A PRAGMATIC ASPECT OF TRANSLATING INTO GEORGIAN LINGUOCULTURAL UNITS OF A.S. PUSHKIN'S FAIRY TALES

Research article
DOI:
https://doi.org/10.18454/RULB.2023.46.7
Issue: № 10 (46), 2023
Suggested:
23.08.2023
Accepted:
28.09.2023
Published:
09.10.2023
402
2
XML
PDF

Abstract

The work examines the problem of interethnic communication in translating a poetic text filled with linguocultural units. The material for the analysis is Georgian translations of A.S. Pushkin's fairy tales. The factors influencing the achievement of successful intercultural interaction based on the translator's linguocultural competence and pragmatic transformations of the text are outlined. The range of ways of expressing linguocultures of A.S. Pushkin's fairy tales has been analysed. On the basis of the analysis of translation strategies, the most successful techniques were identified, which contribute to the adequate rendering of the original text and the fullest possible reproduction of the communicative function of the source text in translation. The study was carried out on the basis of comparative, contextual and lexicographical analyses.

1. Введение

Передача культурного своеобразия художественного произведения представляет собой одну из важных проблем переводческой деятельности. Современные исследования в области лингвокультурологии и межкультурной коммуникации обогатили теорию перевода новыми идеями в вопросах транспонирования эксплицитных и имплицитных смыслов исходного текста в текст перевода. Асимметрия между культурными знаками исходного и переводящего языков актуализировала понятие лингвокультурного компонента, включающего в себя знание национально-маркированных языковых единиц (реалий, фоновой и коннотативной лексики), грамматических и стилистических норм, доминантных особенностей коммуникативного поведения, а также культурных концептов и их презентации в языке.

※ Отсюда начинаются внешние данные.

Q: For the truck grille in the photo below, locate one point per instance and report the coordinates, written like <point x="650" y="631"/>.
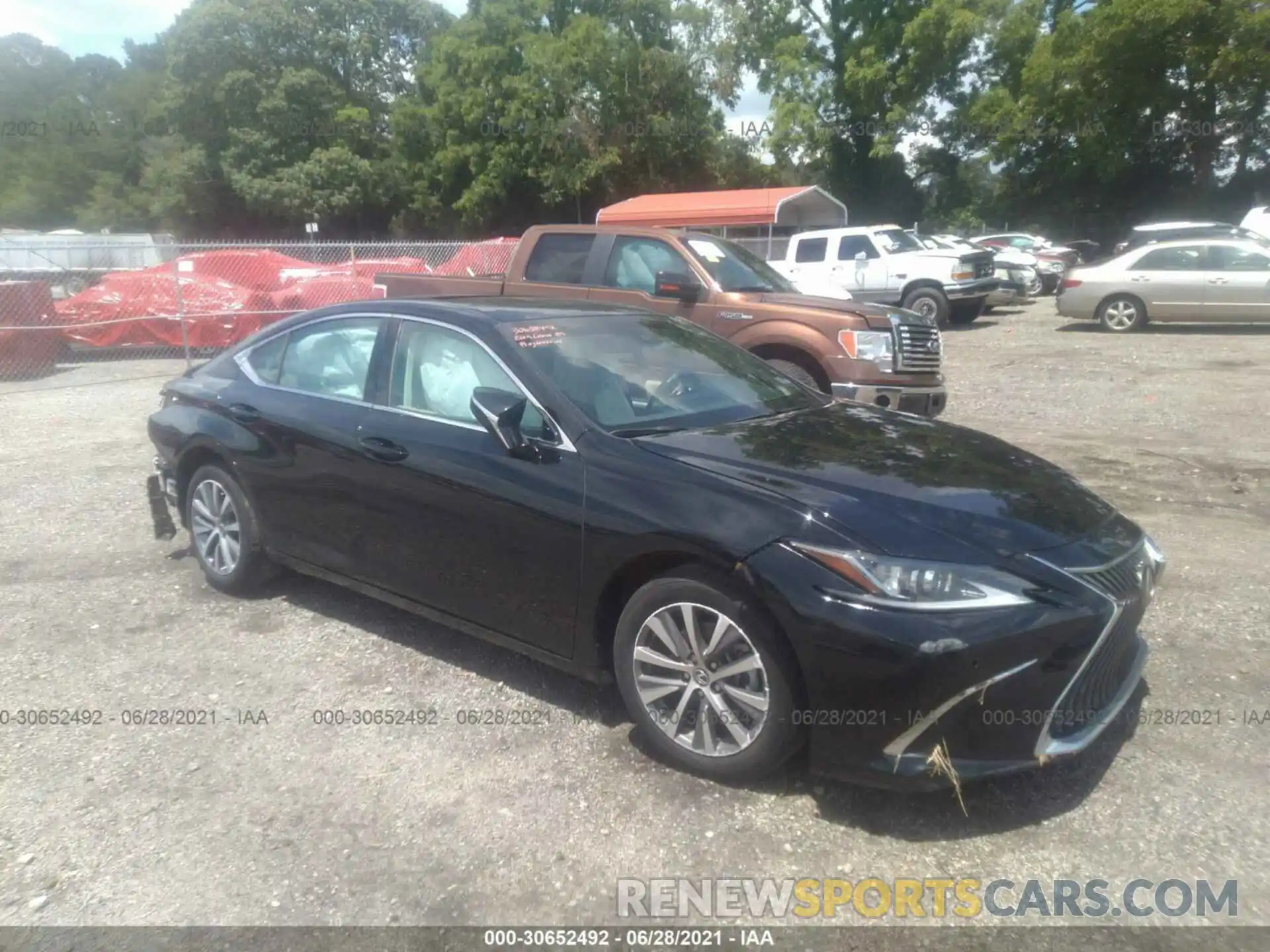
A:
<point x="921" y="349"/>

С.Г. Воркачев приветствует появление в переводоведении термина «транслят», по его мнению, закономерно пришедшего на смену термину «перевод», привязанного преимущественно к содержательной и формальной (стилистической) адекватности текста-оригинала и текста-перевода. Выступая посредником в диалоге культур, переводчик «должен быть как минимум «бикультурен», что позволит ему при «трансляции» лингвоконцептов сопрягать значение имен-квазиэквивалентов с их контекстуальным смыслом, причем контекст здесь стремится к бесконечности и в своем пределе может быть равнозначен контексту культуры в целом»

.

Адекватность перевода в значительной степени зависит от степени совпадения лингвокультурологических компетенций автора как носителя языка, на котором создан первичный текст, и переводчика как представителя другого языка и культуры. Данный подход основывается на самом определении художественного текста, который Л.Г. Бабенко рассматривает как «словесное художественное произведение, представляющее реализацию концепции автора, созданную его творческим воображением индивидуальную картину мира, воплощенную в ткани художественного текста при помощи целенаправленно отобранных в соответствии с замыслом языковых средств (в свою очередь также интерпретирующих действительность), и адресованное читателю, который интерпретирует его в соответствии с собственной социально-культурной компетенцией»

. Для адекватного восприятия лингвокультурных единиц и последующего их перекодирования автор исходного текста и переводчик как рецептор оригинала должны обладать одинаковыми базовыми знаниями. Два этапа процесса перевода – текстовосприятие и текстопорождение – взаимосвязаны и взаимообусловлены.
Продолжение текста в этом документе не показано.